The movie turns into a loose remake of “The African Queen” with Wayne in the Bogart role. While most of the film takes place on dry land in the old west, there is a sequence on a boat and that is where our featured actor appears. Strother plays “Shanghai McCoy” a sailor who has migrated into the interior and runs a ferry across a mighty river. The ferry is nothing more than a raft big enough to carry some horses, riders and maybe a wagon.

Rooster and Eula, the characters played by Wayne and Hepburn, actually Shanghai his ferry to take themselves downstream rather than merely across the river. Strother appears in only this one scene in the movie and his credit at the end of the film was not as a co-star but:


Strother Martin

Apparently Wayne complained about some of the dialogue in the film being awful, especially when they had to be repeated take after take. However, much of it has the antiquated cadence and inflection that was found in the original “True Grit” and was heavily praised in Charles Portis novel and the Coen Brothers version of the film.
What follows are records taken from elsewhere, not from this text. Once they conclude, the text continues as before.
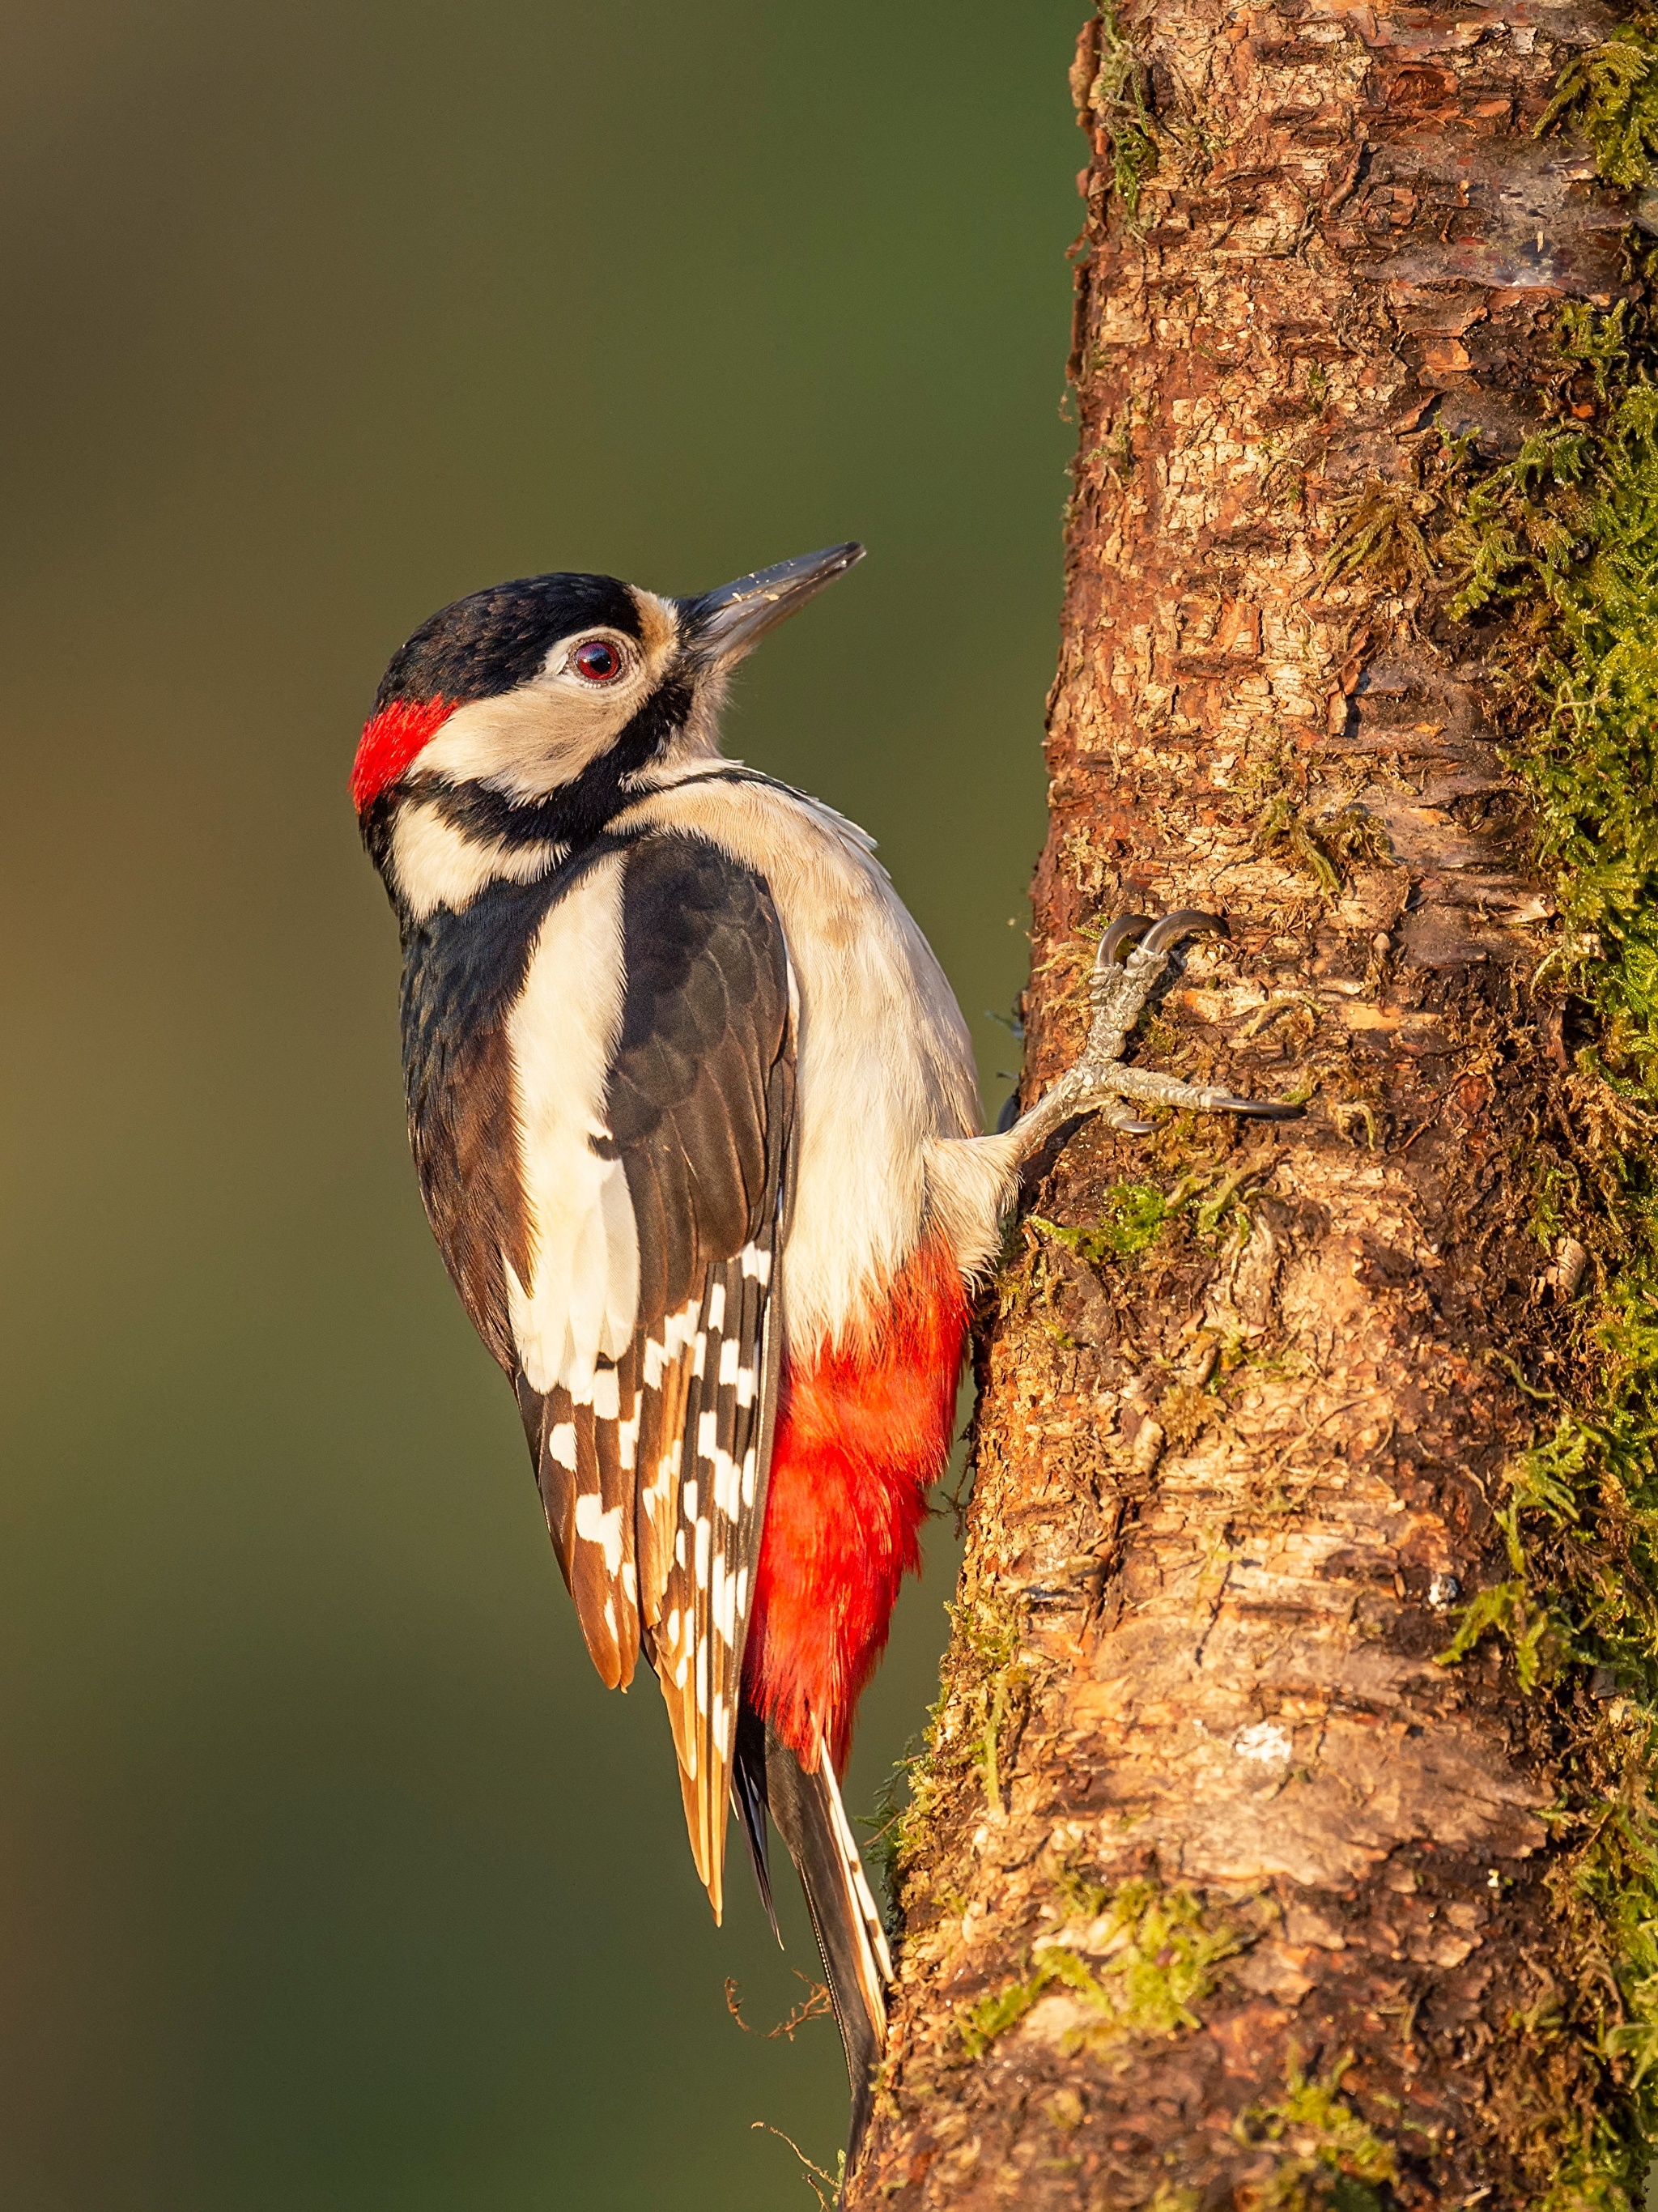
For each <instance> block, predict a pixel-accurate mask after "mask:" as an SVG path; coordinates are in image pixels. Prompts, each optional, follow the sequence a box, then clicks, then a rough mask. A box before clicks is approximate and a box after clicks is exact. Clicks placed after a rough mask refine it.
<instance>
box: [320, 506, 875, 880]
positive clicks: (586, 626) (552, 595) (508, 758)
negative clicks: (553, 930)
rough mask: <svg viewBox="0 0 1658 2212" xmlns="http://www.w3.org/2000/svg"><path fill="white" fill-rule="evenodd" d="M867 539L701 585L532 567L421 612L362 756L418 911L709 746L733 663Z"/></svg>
mask: <svg viewBox="0 0 1658 2212" xmlns="http://www.w3.org/2000/svg"><path fill="white" fill-rule="evenodd" d="M862 551H864V549H862V546H858V544H842V546H829V549H827V551H822V553H805V555H800V557H798V560H787V562H778V564H776V566H774V568H758V571H756V573H754V575H745V577H738V580H736V582H734V584H723V586H721V588H718V591H705V593H699V595H696V597H694V599H665V597H659V595H657V593H652V591H641V588H639V586H634V584H621V582H617V577H610V575H535V577H524V580H520V582H515V584H497V586H495V588H493V591H475V593H471V595H469V597H466V599H455V604H453V606H447V608H442V613H438V615H433V617H431V619H429V622H422V624H420V628H418V630H416V633H413V637H411V639H409V641H407V644H405V646H400V648H398V650H396V653H393V655H391V666H389V668H387V672H385V679H382V681H380V690H378V692H376V699H374V712H371V714H369V721H367V726H365V730H363V739H360V743H358V750H356V763H354V768H351V799H354V801H356V810H358V821H360V825H363V836H365V843H367V845H369V852H371V854H374V858H376V863H378V867H380V869H382V874H385V876H387V885H389V889H391V891H393V896H396V898H400V900H402V902H405V905H411V907H413V909H416V911H420V909H422V907H424V909H429V907H433V905H438V902H447V905H462V902H466V898H469V896H475V891H478V889H480V887H482V883H486V880H493V878H497V876H513V878H517V880H528V878H531V876H535V874H539V872H542V869H544V867H546V865H548V858H550V856H555V854H559V852H564V849H570V847H573V845H579V843H584V841H586V838H590V836H595V834H597V832H599V830H601V827H604V823H606V821H608V818H610V816H612V814H615V812H619V807H621V805H626V803H628V799H630V796H632V794H637V792H641V790H646V787H648V785H650V783H652V781H654V779H657V774H661V772H672V770H674V768H679V765H681V763H685V761H692V759H696V757H707V754H714V752H716V728H718V703H721V697H723V692H725V681H727V677H730V670H732V668H734V666H736V661H741V659H743V655H745V653H747V650H749V648H752V646H754V644H756V641H758V639H760V637H763V635H765V630H769V628H774V624H778V622H783V619H785V617H787V615H791V613H794V611H796V608H798V606H802V604H805V602H807V599H809V597H811V595H814V593H818V591H822V586H825V584H831V582H833V580H836V577H838V575H844V571H847V568H851V566H853V562H858V560H862Z"/></svg>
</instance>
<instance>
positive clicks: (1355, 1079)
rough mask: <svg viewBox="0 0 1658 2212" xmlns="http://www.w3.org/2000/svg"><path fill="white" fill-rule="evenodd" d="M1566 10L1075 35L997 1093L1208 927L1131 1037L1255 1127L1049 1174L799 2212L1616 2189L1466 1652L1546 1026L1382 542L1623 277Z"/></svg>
mask: <svg viewBox="0 0 1658 2212" xmlns="http://www.w3.org/2000/svg"><path fill="white" fill-rule="evenodd" d="M1614 22H1616V18H1614V15H1612V13H1607V11H1603V9H1598V7H1594V4H1550V0H1510V4H1490V7H1486V4H1475V0H1468V4H1455V7H1452V4H1444V0H1435V4H1419V7H1391V4H1384V0H1373V4H1346V0H1278V4H1258V7H1251V4H1222V0H1156V4H1154V7H1150V4H1143V0H1141V4H1130V7H1123V9H1119V11H1116V13H1114V15H1112V13H1101V18H1096V20H1094V22H1090V24H1088V27H1085V31H1083V35H1081V44H1079V51H1077V66H1074V73H1072V88H1074V95H1077V104H1079V113H1081V122H1083V128H1085V131H1088V133H1090V148H1092V150H1090V166H1088V170H1085V173H1083V179H1081V186H1083V190H1085V199H1088V228H1085V234H1083V246H1081V263H1079V288H1077V349H1074V361H1072V378H1074V387H1077V403H1079V416H1081V449H1079V460H1077V471H1074V500H1072V509H1070V522H1068V593H1066V617H1063V650H1061V670H1059V679H1057V684H1054V692H1052V701H1050V743H1048V759H1050V772H1052V818H1050V836H1048V845H1046V852H1043V858H1041V867H1039V876H1037V916H1035V971H1032V987H1030V993H1028V1006H1026V1015H1028V1040H1030V1042H1028V1064H1026V1102H1030V1099H1035V1097H1037V1095H1039V1093H1041V1088H1043V1086H1046V1084H1048V1082H1050V1079H1052V1077H1054V1073H1057V1071H1059V1068H1061V1066H1066V1062H1068V1057H1070V1055H1074V1051H1077V1046H1079V1040H1081V1024H1083V1011H1081V993H1079V984H1081V975H1083V973H1085V964H1088V958H1090V956H1092V938H1094V936H1096V933H1099V927H1101V925H1103V922H1105V920H1108V918H1110V916H1112V914H1116V911H1130V909H1138V911H1152V914H1156V911H1167V909H1174V907H1207V909H1220V911H1225V914H1227V916H1229V920H1231V940H1229V942H1225V945H1222V942H1216V940H1207V942H1198V945H1194V947H1192V949H1189V953H1187V956H1185V962H1183V973H1180V975H1176V978H1174V982H1172V987H1169V989H1167V993H1165V998H1163V1004H1161V1009H1158V1011H1156V1013H1154V1018H1152V1020H1150V1022H1145V1024H1143V1026H1141V1035H1138V1042H1136V1053H1138V1057H1143V1060H1156V1062H1158V1064H1163V1066H1174V1068H1176V1071H1180V1073H1187V1075H1194V1077H1198V1079H1205V1082H1225V1084H1229V1086H1231V1088H1238V1091H1249V1093H1256V1095H1267V1097H1291V1095H1293V1097H1304V1099H1307V1117H1304V1121H1300V1124H1287V1126H1282V1128H1276V1130H1273V1128H1267V1130H1262V1128H1260V1126H1247V1124H1229V1121H1225V1119H1218V1117H1209V1119H1196V1121H1176V1124H1169V1126H1163V1128H1161V1130H1158V1133H1156V1135H1154V1137H1143V1139H1138V1137H1119V1135H1112V1133H1110V1130H1103V1128H1099V1126H1090V1128H1085V1130H1083V1133H1079V1135H1077V1137H1074V1139H1072V1141H1070V1146H1068V1148H1066V1150H1063V1152H1061V1155H1059V1157H1057V1159H1054V1161H1048V1164H1046V1175H1043V1179H1041V1181H1039V1183H1037V1188H1035V1190H1032V1203H1030V1210H1028V1212H1026V1217H1024V1221H1021V1228H1019V1234H1017V1239H1015V1245H1012V1250H1010V1256H1008V1265H1006V1267H1004V1274H1001V1279H999V1283H997V1287H995V1296H993V1301H990V1303H988V1307H986V1323H988V1327H986V1334H984V1343H982V1356H979V1385H982V1398H979V1418H977V1460H975V1469H977V1471H975V1493H973V1509H970V1546H968V1559H966V1568H964V1584H962V1593H959V1606H957V1626H955V1639H953V1648H951V1655H948V1659H946V1679H944V1701H942V1705H940V1710H937V1714H935V1723H933V1734H931V1741H928V1750H926V1754H924V1756H922V1759H920V1761H917V1765H915V1772H913V1803H911V1807H909V1812H906V1814H904V1816H902V1818H900V1823H898V1893H900V1902H902V1916H904V1942H902V1969H900V1989H898V1997H895V2015H893V2044H891V2055H889V2062H886V2068H884V2077H882V2086H880V2106H878V2119H875V2126H873V2130H871V2139H869V2143H867V2148H864V2154H862V2159H860V2161H858V2168H856V2172H853V2174H851V2179H849V2185H847V2203H849V2205H853V2208H873V2205H898V2208H917V2212H920V2208H944V2205H951V2208H990V2205H1032V2208H1037V2205H1039V2208H1054V2212H1059V2208H1066V2212H1070V2208H1119V2205H1121V2208H1132V2205H1156V2208H1161V2212H1176V2208H1189V2212H1196V2208H1222V2205H1236V2208H1251V2205H1256V2208H1267V2205H1284V2208H1289V2205H1313V2203H1335V2205H1344V2208H1349V2212H1355V2208H1366V2205H1368V2208H1375V2205H1384V2203H1402V2205H1452V2203H1463V2201H1479V2203H1481V2205H1486V2208H1488V2212H1503V2208H1519V2205H1539V2203H1550V2205H1554V2208H1565V2205H1574V2203H1585V2205H1587V2203H1596V2205H1616V2203H1620V2201H1623V2199H1620V2179H1618V2172H1614V2166H1616V2159H1614V2161H1612V2163H1607V2161H1605V2159H1603V2150H1605V2143H1607V2141H1614V2139H1618V2141H1627V2128H1623V2121H1618V2117H1616V2112H1614V2115H1612V2119H1607V2112H1609V2110H1612V2108H1614V2106H1616V2104H1618V2099H1620V2097H1623V2095H1625V2088H1627V2081H1625V2079H1623V2077H1620V2075H1618V2068H1616V2066H1609V2064H1607V2046H1605V2039H1603V2042H1601V2046H1596V2042H1594V2035H1589V2033H1587V2031H1585V2028H1583V2022H1585V2020H1587V2017H1598V2015H1592V2011H1587V2008H1585V2004H1587V2000H1585V2002H1581V1989H1583V1982H1585V1975H1587V1973H1592V1966H1589V1964H1585V1960H1587V1958H1589V1953H1587V1951H1585V1944H1583V1938H1581V1933H1578V1931H1576V1927H1574V1924H1572V1916H1570V1913H1567V1911H1563V1909H1561V1902H1559V1896H1561V1893H1559V1885H1552V1882H1550V1871H1552V1867H1556V1860H1559V1854H1561V1851H1563V1849H1565V1845H1561V1843H1559V1838H1556V1827H1554V1825H1552V1823H1550V1820H1547V1818H1543V1814H1545V1812H1550V1807H1554V1805H1556V1798H1559V1794H1561V1759H1563V1756H1565V1750H1563V1747H1565V1745H1567V1743H1570V1741H1578V1739H1581V1734H1583V1725H1585V1721H1583V1710H1578V1708H1583V1701H1585V1699H1592V1697H1594V1694H1596V1690H1594V1686H1589V1683H1587V1681H1585V1679H1583V1674H1581V1672H1578V1674H1572V1672H1570V1670H1565V1672H1554V1674H1552V1672H1550V1666H1547V1663H1543V1661H1545V1652H1543V1644H1541V1639H1539V1637H1541V1630H1539V1635H1532V1646H1530V1652H1528V1648H1525V1635H1523V1632H1521V1635H1510V1639H1508V1641H1505V1639H1503V1637H1499V1635H1479V1630H1481V1619H1483V1617H1479V1615H1470V1613H1468V1608H1470V1601H1472V1599H1475V1595H1477V1593H1481V1590H1494V1588H1501V1586H1503V1582H1505V1577H1510V1557H1512V1551H1514V1537H1512V1520H1510V1528H1508V1531H1505V1528H1503V1526H1501V1522H1499V1513H1501V1509H1503V1502H1505V1489H1503V1469H1505V1467H1508V1464H1510V1462H1512V1460H1514V1455H1517V1453H1523V1451H1525V1447H1528V1444H1530V1442H1532V1440H1534V1438H1536V1431H1539V1400H1541V1396H1545V1394H1547V1391H1550V1389H1554V1387H1556V1385H1559V1383H1561V1378H1563V1367H1565V1365H1567V1363H1570V1360H1572V1356H1574V1354H1572V1349H1570V1343H1567V1312H1570V1301H1572V1294H1574V1292H1576V1283H1578V1274H1581V1270H1583V1254H1581V1245H1576V1243H1574V1241H1572V1239H1563V1241H1561V1243H1559V1245H1556V1248H1550V1245H1539V1239H1536V1232H1534V1230H1536V1223H1534V1188H1532V1177H1530V1172H1528V1166H1530V1159H1532V1157H1534V1152H1536V1146H1539V1141H1543V1137H1547V1135H1550V1133H1552V1130H1556V1128H1559V1126H1561V1117H1563V1115H1565V1113H1567V1093H1565V1088H1563V1086H1565V1066H1567V1046H1570V1037H1565V1035H1563V1026H1561V1024H1563V1009H1561V1004H1559V1002H1552V1000H1550V998H1547V995H1545V993H1539V991H1532V987H1530V984H1532V978H1534V971H1536V967H1539V962H1541V958H1543V953H1545V949H1547V945H1550V936H1552V927H1554V925H1552V914H1554V909H1552V898H1550V889H1547V885H1545V883H1543V880H1541V878H1539V876H1536V874H1534V872H1532V867H1530V858H1528V856H1530V852H1532V823H1530V816H1528V807H1525V796H1523V790H1521V787H1519V785H1517V781H1514V776H1512V774H1508V772H1505V770H1503V765H1501V761H1499V737H1501V730H1499V719H1497V697H1499V688H1497V684H1494V655H1497V650H1499V646H1501V624H1499V622H1490V619H1488V622H1486V624H1483V628H1481V626H1479V624H1475V626H1470V624H1459V622H1450V619H1446V597H1448V588H1446V586H1444V584H1441V582H1439V577H1437V573H1435V557H1433V546H1435V542H1437V540H1435V533H1437V529H1439V526H1441V520H1444V500H1446V498H1448V491H1446V487H1448V484H1450V480H1452V476H1455V469H1457V467H1470V465H1479V462H1486V465H1494V462H1499V460H1503V458H1508V456H1512V453H1514V451H1517V449H1519V445H1521V442H1523V438H1525V436H1528V431H1532V429H1534V427H1536V425H1539V420H1541V418H1543V411H1545V409H1547V411H1550V416H1552V420H1561V418H1565V420H1572V418H1574V416H1581V418H1585V420H1587V418H1589V416H1592V414H1594V407H1596V396H1594V389H1592V383H1589V372H1587V369H1583V367H1576V369H1574V365H1572V363H1570V361H1563V356H1561V338H1559V332H1561V310H1563V305H1567V303H1589V305H1596V307H1601V310H1605V307H1612V305H1614V303H1616V301H1618V299H1620V296H1625V294H1627V292H1629V265H1627V257H1625V237H1627V223H1629V206H1627V195H1623V192H1618V190H1614V188H1609V186H1605V184H1601V181H1598V179H1596V164H1594V155H1592V150H1589V148H1587V146H1585V142H1583V139H1581V137H1574V135H1572V133H1567V135H1556V133H1550V135H1543V137H1536V135H1534V126H1536V124H1539V119H1541V117H1543V113H1545V108H1547V102H1550V95H1552V88H1554V84H1556V82H1559V77H1561V71H1563V69H1565V66H1567V64H1570V62H1572V58H1574V55H1578V53H1583V51H1585V49H1592V46H1596V44H1598V42H1603V40H1607V35H1609V33H1612V29H1614ZM1574 378H1576V383H1574ZM1455 440H1472V442H1468V445H1461V447H1457V445H1455ZM1459 456H1461V458H1459ZM1435 518H1439V520H1435ZM1497 1610H1499V1601H1497V1599H1492V1601H1490V1604H1488V1613H1490V1617H1492V1619H1497ZM1519 1619H1521V1628H1523V1626H1525V1613H1523V1608H1521V1615H1519ZM1459 1624H1461V1626H1463V1628H1466V1635H1463V1639H1461V1641H1463V1646H1466V1650H1463V1655H1461V1657H1459V1661H1457V1663H1441V1655H1444V1652H1446V1648H1448V1646H1450V1644H1452V1637H1455V1632H1457V1628H1459ZM1521 1677H1523V1679H1525V1686H1528V1688H1525V1690H1521ZM1598 1694H1601V1697H1607V1694H1609V1692H1607V1688H1605V1683H1601V1686H1598ZM1585 1710H1587V1708H1585ZM1620 2172H1623V2179H1625V2181H1627V2159H1625V2166H1623V2168H1620Z"/></svg>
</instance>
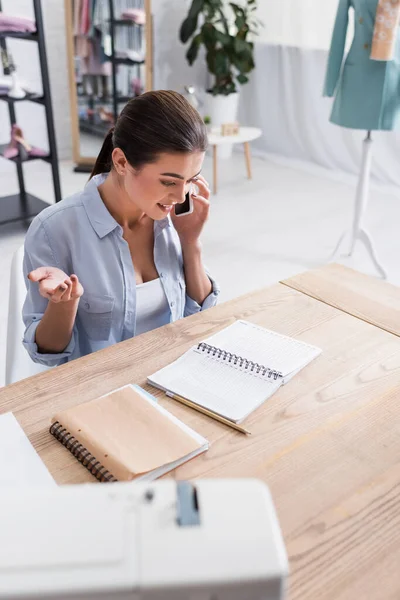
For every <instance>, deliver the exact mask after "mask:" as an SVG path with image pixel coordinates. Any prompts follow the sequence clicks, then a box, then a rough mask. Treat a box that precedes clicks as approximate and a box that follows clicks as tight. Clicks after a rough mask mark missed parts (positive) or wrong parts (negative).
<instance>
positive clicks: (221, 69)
mask: <svg viewBox="0 0 400 600" xmlns="http://www.w3.org/2000/svg"><path fill="white" fill-rule="evenodd" d="M229 72H230V69H229V61H228V57H227V56H226V54H225V52H223V51H221V50H217V52H216V53H215V74H216V75H226V74H229Z"/></svg>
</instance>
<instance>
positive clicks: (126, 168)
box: [112, 148, 128, 175]
mask: <svg viewBox="0 0 400 600" xmlns="http://www.w3.org/2000/svg"><path fill="white" fill-rule="evenodd" d="M112 161H113V165H114V169H115V170H116V171H117V173H118V175H126V173H127V169H128V161H127V160H126V156H125V154H124V153H123V151H122V150H121V148H115V149H114V150H113V153H112Z"/></svg>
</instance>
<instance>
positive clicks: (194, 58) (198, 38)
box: [186, 34, 202, 66]
mask: <svg viewBox="0 0 400 600" xmlns="http://www.w3.org/2000/svg"><path fill="white" fill-rule="evenodd" d="M201 39H202V38H201V35H200V34H197V35H196V36H195V37H194V38H193V39H192V43H191V44H190V46H189V49H188V51H187V52H186V58H187V61H188V63H189V65H190V66H192V64H193V63H194V61H195V60H196V58H197V55H198V53H199V48H200V44H201Z"/></svg>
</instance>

McCoy: Do you know anything about rafts? There’s rough water down river.

Rooster Cogburn: I can ride. Can’t be much different.

McCoy: You ain’t no sailor. I can see that. Water is like a woman: sly and fickle. You gotta watch it every minute.

Rooster Cogburn: You a sailor?

McCoy: I was once. Shanghai McCoy’s my name. Been around the Horn, sailed the seven seas, seen everything, done everything, that’s how I know people are rotten. I’ve seen ’em all.

Eula: You’re wrong, old man. We’re made in God’s image, and goodness is in us. Even in you.

McCoy: Amazing! I never took you for a Bible-thumper.

Rooster Cogburn: Hold it. She is what she is ’cause she wants to be. That’s the way you take her. Like me.

McCoy: You’re wastin’ your time preachin’. You too, Sister. I’m a ship that can’t be salvaged.

When you put those words into the mouths of some of the great actors of the previous century, you get some sparkling moments. While some actors in the film appear to be barely making an effort because after all, who will be paying attention to their performance? Strother dives in with his usual gusto and nasally quality of voice and once again matches up well with the actors he is playing opposite of.

Jay made a half dozen pictures with the Duke and Wayne highly respected him. As far as I can tell, this was his lone role opposite Ms. Hepburn, and it does not seem as if he was planning on taking it lightly.

McCoy: You’re shippin’ out with a strange crew, captain.

Rooster Cogburn: I’ll match their mettle against most.

McCoy: I’m glad it’s your ship, not mine. Women can no more keep their mouths shut than a yellow-tailed catfish.

Rooster Cogburn: [pats McCoy’s stomach] Got to agree with you there.

In the original “True Grit” Strother appears as Col Stonehill, a more erudite conversational partner. He ends up on the losing end of matching wits with Kim Darby. His role in this film is much earthier and directly coarse, but still full of sideways insult and his peculiar vernacular.

The film is handsomely mounted with glorious locations that look beautiful on screen. Every time there is a wide vista, you will wish that they made movies like they did in the old days. That said, the story is repetitive and it meanders quite a bit as it gets to the key set piece near the end. John Wayne and Katharine Hepburn, shooting the rapids and firing a Gattling gun at their enemies. Bogie would be proud.

The movie is full of well known character actors including Anthony Zerbe, Richard Jordon, Paul Koslo, Jack Colvin and others. It is however, as usual, Strother Martin who stands out and makes the movie worth watching at least once.

Jay also has a line that many of us might identify with, especially these days:

Rooster Cogburn: You ain’t very hospitable.

McCoy: I ain’t got an ounce of goodwill in me, and that’s a fact. I hate everybody. I’m a cantankerous old man, and I know it. I like myself better’n anyone I ever met, that’s how come I took this job – to be alone with me!

There is a character who knows himself.